Volgens Boxhorn zou men ’er, eertijds, de volgende kreupele Rijmregels geleezen hebben:

D’ onspreeckclicke Godes kracht.

Mach men meninhsins wel mereken,

Want eens een frouken voortbragt

Twee kynder te santen in der wercken
:

Dat verwonderde heur vrouw Margriet Hertogien,

Dat een wyf by ééns mans beleydt moch dragen kynder

niet meer dan ien.

Daar na leet God geschyen,

Wonder groot; want zy wan,

Vierde half hondert kynderen en de
15 tot eenre dracht by eenre man.

De kynder kerstede Bisschop Gy in een Becken claar,

Daer waren hoge gebooren Peeten, als Princen, Vorsten, Vrouwen, dats waer,

Der fruchten starfsi, ende was Germana van Alemannien Willems Coninck, van Holland Grave, al sonder wane.

Dit was een wonderlich dinck.
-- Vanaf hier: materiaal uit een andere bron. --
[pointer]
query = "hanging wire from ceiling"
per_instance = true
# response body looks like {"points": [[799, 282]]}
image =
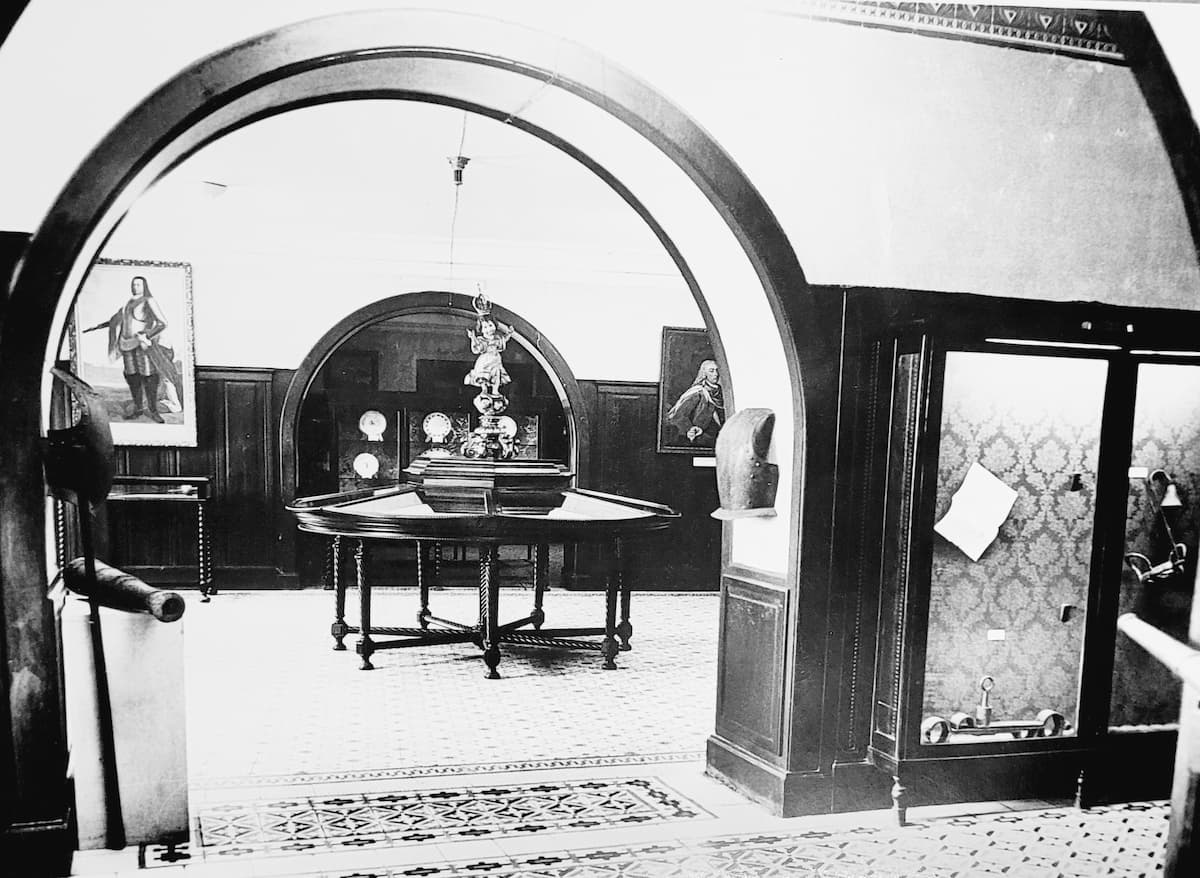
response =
{"points": [[457, 163], [534, 96]]}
Doe sy bleef,


Men jaeren duysen CC ende LXXVl schreef,

Op ten goeden Frydach, ten negen uuren,

Haer siel moet in eeuwighey: dueren.

Tot slot merken wij nog aan, dat Loosduinen voor een gedeelte onder Haag-Ambagt, en de rest daar van onder het regtsgebied van Monster behoort.